Technical information
- Licensing authority: FCC
- Facility ID: 35058
- Class: A
- ERP: 2,450 watts
- HAAT: 158.6 meters (520 ft)
- Translator: HD2: 98.5 W253BX (Streator)

Links
- Public license information: Public file; LMS;
- Webcast: Listen live HD2: Listen live
- Website: classichits106.com love-985.com (HD2)

= WYYS =

Radio station in Streator, Illinois

WYYS (106.1 FM) is a radio station broadcasting a classic hits format. Licensed to Streator, Illinois, the station covers LaSalle, Ottawa, and vicinity and is owned by Shaw Media, through Shaw Local Radio Co., after previously being owned by Studstill Media/Mendota Broadcasting Inc. until April 2023.

==History==
WYYS began as a simulcast of co owned WSTQ 97.7 in 1995, airing a country music format. The station was owned by Kleven-Rodriguez Partners. In 2000, the station was bought by Mendota Broadcasting.

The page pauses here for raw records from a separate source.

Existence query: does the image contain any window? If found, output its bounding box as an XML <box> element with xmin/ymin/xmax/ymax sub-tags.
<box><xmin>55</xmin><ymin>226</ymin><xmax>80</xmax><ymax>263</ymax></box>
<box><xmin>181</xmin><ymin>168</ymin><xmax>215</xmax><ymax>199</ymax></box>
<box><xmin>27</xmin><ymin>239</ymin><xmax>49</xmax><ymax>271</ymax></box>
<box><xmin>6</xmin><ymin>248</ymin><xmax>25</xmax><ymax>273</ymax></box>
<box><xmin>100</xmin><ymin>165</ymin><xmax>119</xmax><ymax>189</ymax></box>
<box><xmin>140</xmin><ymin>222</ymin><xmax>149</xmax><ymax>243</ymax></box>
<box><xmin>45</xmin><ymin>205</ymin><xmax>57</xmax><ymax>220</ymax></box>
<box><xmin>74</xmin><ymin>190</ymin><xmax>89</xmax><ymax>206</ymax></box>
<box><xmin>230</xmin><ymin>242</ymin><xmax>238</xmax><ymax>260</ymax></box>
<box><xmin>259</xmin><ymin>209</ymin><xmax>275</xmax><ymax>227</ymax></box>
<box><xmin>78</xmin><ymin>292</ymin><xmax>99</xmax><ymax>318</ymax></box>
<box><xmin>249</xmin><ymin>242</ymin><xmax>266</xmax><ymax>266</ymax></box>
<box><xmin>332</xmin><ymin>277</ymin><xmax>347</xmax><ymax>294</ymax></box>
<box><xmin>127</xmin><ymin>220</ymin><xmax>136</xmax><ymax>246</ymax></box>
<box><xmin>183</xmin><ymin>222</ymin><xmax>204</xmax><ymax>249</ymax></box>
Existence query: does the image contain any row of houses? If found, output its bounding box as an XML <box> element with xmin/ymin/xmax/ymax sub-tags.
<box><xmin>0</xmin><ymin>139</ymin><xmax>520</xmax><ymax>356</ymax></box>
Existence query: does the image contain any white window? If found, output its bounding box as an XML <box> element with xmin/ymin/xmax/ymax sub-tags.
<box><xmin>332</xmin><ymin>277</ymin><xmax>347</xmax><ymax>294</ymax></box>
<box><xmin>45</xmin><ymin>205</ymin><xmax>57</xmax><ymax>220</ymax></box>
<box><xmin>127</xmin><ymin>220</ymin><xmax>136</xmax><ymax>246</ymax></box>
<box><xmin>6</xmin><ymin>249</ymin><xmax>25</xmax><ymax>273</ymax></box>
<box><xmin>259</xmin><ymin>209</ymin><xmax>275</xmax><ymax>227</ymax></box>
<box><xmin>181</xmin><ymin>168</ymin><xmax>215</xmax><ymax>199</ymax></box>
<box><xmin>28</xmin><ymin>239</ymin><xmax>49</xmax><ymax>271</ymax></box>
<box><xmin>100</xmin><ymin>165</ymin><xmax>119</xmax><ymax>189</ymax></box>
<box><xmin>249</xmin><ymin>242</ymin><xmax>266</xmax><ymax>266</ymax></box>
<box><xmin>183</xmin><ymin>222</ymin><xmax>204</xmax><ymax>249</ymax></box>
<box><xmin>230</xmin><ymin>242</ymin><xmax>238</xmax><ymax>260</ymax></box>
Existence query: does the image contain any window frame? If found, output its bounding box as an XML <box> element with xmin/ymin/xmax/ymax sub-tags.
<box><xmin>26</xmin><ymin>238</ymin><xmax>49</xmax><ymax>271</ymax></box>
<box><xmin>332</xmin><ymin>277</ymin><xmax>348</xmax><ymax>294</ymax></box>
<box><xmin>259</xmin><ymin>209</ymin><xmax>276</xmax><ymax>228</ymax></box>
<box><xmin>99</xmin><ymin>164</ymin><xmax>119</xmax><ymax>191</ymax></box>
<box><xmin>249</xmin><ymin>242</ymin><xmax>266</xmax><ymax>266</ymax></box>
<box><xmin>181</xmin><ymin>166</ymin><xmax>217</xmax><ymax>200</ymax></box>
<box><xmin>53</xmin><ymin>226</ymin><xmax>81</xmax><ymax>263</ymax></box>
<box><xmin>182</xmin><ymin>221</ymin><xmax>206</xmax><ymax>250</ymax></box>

In January 2000, WYYS began simulcasting the talk radio format of sister station WIZZ AM 1250. In 2002, the station adopted a soft AC format. On December 26, 2004, the station flipped to its current classic hits format.

Former logo

On January 24, 2023, it was announced that Studstill Media had sold WYYS, along with its sister stations, to Shaw Media in Crystal Lake, Illinois, for a total of $1.8 million. The sale was under FCC review for just under two months before being finalized on March 23, 2023. Shaw Local Radio officially assumed ownership of WYYS and its sister stations on April 3, 2023.